I don’t think anyone, including the authors, is honestly claiming it as incontrovertible evidence of plant sentience. Personally I think the main takeaway from it should be that learning, sensing etc. aren’t nearly as complicated of a behaviour as we used to think they are, and can likely occur without consciousness or sentience as we humans experience them.
Yeah like I said, the ethical argument is easy for complex mammals. It’s simple animals where it’s hard. I think basically no one, including most vegans, would find any ethical issues with killing a parasitic worm, for example.
I don’t think it is possible to create a clear and objective definition of intelligence or sentience that excludes all plants (and mushrooms!) without excluding e.g. tardigrades, honeybees, silkworms, mealworms, snails, or indeed lobsters.
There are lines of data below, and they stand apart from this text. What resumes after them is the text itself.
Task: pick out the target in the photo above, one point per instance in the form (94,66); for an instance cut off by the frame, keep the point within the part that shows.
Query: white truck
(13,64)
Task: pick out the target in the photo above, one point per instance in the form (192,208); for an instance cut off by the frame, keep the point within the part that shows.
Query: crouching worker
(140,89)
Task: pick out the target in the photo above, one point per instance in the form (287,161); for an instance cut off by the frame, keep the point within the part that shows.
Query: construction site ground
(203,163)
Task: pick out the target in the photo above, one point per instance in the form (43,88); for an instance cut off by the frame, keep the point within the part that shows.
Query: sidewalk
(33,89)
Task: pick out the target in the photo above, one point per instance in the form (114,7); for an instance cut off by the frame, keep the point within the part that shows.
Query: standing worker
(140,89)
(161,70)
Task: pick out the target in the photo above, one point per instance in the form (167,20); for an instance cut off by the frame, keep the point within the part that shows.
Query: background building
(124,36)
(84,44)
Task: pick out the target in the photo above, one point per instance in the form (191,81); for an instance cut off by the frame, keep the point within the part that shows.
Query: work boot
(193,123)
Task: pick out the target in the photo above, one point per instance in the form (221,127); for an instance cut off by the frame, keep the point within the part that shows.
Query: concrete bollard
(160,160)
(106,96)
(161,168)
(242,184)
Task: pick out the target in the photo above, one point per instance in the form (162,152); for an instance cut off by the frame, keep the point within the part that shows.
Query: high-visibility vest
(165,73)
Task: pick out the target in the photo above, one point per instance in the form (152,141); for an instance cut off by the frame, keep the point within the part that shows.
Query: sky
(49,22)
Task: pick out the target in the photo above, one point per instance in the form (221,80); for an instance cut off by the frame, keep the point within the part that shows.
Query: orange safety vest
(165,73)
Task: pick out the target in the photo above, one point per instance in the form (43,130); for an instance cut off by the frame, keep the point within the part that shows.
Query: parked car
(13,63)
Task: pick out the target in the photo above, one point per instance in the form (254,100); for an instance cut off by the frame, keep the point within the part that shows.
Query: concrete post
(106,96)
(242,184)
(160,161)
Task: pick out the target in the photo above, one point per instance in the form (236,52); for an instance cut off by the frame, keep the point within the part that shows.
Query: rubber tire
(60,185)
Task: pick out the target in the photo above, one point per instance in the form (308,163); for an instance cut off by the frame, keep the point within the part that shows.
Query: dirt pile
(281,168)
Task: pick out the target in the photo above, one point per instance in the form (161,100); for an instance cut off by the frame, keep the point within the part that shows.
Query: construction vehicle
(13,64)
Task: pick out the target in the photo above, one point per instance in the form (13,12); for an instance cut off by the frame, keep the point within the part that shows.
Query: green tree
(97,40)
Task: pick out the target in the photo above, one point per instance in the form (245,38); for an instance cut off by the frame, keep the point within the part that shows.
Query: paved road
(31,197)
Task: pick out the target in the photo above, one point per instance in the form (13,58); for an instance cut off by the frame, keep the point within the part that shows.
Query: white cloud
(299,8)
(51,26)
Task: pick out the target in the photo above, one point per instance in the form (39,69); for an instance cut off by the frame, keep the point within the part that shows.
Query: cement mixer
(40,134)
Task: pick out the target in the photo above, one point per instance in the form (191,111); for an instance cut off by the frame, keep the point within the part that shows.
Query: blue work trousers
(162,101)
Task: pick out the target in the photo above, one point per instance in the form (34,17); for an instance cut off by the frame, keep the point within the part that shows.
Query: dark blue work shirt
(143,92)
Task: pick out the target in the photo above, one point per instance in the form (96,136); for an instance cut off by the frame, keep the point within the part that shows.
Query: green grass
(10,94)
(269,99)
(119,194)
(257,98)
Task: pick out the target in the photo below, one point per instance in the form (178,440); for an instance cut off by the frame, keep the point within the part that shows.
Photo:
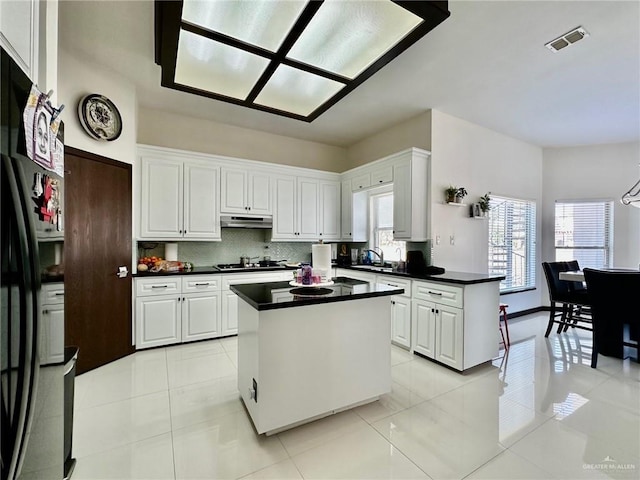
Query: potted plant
(460,194)
(451,192)
(484,203)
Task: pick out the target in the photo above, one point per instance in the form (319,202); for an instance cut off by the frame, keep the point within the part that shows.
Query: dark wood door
(97,242)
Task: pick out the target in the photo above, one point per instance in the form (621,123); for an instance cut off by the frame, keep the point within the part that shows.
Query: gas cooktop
(252,266)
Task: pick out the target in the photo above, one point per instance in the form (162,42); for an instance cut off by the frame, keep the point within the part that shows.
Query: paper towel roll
(321,259)
(171,251)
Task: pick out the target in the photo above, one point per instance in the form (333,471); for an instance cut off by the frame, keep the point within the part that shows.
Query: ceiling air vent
(567,39)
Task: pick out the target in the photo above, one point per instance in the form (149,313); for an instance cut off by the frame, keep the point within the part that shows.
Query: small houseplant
(460,194)
(484,203)
(451,192)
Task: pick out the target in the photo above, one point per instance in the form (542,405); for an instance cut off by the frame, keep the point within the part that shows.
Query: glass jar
(307,273)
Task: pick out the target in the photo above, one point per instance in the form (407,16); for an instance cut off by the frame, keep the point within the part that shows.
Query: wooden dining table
(578,275)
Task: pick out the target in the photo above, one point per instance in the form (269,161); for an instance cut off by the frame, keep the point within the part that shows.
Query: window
(512,242)
(382,228)
(584,232)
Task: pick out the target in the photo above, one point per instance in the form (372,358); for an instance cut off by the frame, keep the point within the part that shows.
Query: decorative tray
(293,283)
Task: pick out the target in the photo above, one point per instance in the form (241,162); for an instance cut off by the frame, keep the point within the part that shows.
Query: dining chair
(569,300)
(615,312)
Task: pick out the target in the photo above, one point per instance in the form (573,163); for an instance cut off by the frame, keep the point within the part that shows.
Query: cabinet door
(201,218)
(329,210)
(284,213)
(157,321)
(161,206)
(229,313)
(402,201)
(346,207)
(308,208)
(52,334)
(449,336)
(234,191)
(401,321)
(200,316)
(259,193)
(424,332)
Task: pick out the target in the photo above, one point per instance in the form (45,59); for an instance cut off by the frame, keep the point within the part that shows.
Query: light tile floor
(539,412)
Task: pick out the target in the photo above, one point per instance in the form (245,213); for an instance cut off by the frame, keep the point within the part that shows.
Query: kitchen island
(302,356)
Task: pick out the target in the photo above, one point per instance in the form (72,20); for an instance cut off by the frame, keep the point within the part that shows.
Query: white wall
(415,132)
(166,129)
(481,160)
(594,172)
(78,77)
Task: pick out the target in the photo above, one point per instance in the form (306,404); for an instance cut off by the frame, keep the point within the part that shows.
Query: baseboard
(528,311)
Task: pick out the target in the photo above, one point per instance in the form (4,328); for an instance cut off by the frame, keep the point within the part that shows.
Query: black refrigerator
(32,396)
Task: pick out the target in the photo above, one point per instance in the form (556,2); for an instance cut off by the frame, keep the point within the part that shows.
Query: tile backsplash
(238,242)
(235,242)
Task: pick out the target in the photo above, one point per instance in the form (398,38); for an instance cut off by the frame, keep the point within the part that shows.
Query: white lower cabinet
(455,325)
(200,316)
(400,310)
(52,331)
(177,309)
(230,299)
(158,321)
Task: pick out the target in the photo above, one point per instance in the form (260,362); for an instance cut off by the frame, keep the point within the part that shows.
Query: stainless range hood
(229,221)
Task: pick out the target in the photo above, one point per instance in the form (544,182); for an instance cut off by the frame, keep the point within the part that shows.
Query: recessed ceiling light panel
(294,58)
(567,39)
(346,37)
(258,22)
(212,66)
(296,91)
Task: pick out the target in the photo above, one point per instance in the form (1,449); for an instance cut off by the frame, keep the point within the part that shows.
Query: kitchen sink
(372,268)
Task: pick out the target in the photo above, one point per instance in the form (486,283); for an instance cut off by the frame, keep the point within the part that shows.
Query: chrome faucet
(380,255)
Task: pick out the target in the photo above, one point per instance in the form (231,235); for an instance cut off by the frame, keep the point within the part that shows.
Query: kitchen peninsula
(303,356)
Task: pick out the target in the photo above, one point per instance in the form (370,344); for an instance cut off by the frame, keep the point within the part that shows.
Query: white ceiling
(486,64)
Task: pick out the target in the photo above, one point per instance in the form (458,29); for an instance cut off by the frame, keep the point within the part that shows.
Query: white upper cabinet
(346,211)
(306,209)
(245,192)
(179,200)
(411,197)
(285,223)
(201,219)
(329,210)
(162,200)
(307,215)
(19,25)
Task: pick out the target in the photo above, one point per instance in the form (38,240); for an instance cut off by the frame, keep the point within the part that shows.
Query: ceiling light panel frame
(170,25)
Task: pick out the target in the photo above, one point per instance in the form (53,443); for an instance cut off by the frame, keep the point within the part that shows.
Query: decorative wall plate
(99,117)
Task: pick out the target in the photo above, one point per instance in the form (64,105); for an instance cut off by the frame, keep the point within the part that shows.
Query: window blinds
(584,232)
(512,239)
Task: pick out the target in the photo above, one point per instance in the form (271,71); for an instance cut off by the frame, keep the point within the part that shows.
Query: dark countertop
(211,270)
(463,278)
(273,295)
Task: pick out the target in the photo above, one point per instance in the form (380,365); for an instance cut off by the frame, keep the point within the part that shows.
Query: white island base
(311,361)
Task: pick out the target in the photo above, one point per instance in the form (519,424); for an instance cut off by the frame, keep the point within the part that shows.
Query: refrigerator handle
(30,285)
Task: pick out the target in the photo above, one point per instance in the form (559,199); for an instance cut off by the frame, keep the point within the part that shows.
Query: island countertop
(273,295)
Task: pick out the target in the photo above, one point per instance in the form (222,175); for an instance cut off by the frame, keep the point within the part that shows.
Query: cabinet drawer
(52,293)
(382,175)
(438,293)
(360,182)
(201,283)
(242,278)
(157,286)
(396,282)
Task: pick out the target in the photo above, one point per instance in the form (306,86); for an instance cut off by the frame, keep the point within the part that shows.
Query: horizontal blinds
(584,232)
(512,230)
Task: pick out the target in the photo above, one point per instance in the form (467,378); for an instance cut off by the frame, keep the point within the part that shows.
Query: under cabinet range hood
(229,221)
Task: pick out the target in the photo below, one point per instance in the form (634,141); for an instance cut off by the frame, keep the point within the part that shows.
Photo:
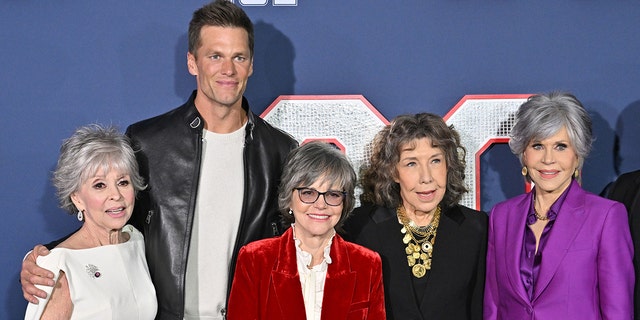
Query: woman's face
(551,162)
(316,219)
(107,200)
(422,176)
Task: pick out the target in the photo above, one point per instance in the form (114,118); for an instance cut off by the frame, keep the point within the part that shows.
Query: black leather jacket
(169,153)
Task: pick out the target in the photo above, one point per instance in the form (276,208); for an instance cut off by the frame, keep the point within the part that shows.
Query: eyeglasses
(331,197)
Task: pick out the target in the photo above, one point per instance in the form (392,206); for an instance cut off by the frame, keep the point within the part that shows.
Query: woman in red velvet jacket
(310,272)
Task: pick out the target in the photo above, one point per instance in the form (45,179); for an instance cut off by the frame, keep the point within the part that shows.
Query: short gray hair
(310,162)
(543,115)
(89,149)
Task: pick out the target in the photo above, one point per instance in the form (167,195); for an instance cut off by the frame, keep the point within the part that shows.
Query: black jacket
(626,189)
(169,150)
(453,289)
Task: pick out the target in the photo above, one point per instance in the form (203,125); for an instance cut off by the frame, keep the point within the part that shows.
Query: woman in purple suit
(557,252)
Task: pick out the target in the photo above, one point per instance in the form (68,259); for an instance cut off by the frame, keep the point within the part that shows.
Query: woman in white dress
(100,270)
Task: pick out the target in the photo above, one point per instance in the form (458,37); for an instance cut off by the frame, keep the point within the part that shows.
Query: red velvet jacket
(266,284)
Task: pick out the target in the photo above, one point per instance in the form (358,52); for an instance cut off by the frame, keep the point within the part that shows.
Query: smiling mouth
(319,216)
(115,211)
We simply lack the metrics on which to base it. And I believe if we did have those metrics, we’d find that on them many plants indeed “outrank” many animals.
Even beyond the purely philosophical argument of defining a stronger foundation for veganism besides “is it in the kingdom Animalia”, this has actual practical relevance. Certain micronutrients that cannot be gained (or easily gained) from plants would be available in simple animals, which could make them a valuable food source in a world that doesn’t eat chickens, pigs or cows. Simple animals can also be valuable for bioengineering. Conventional non-food uses like silk production are also pretty nice.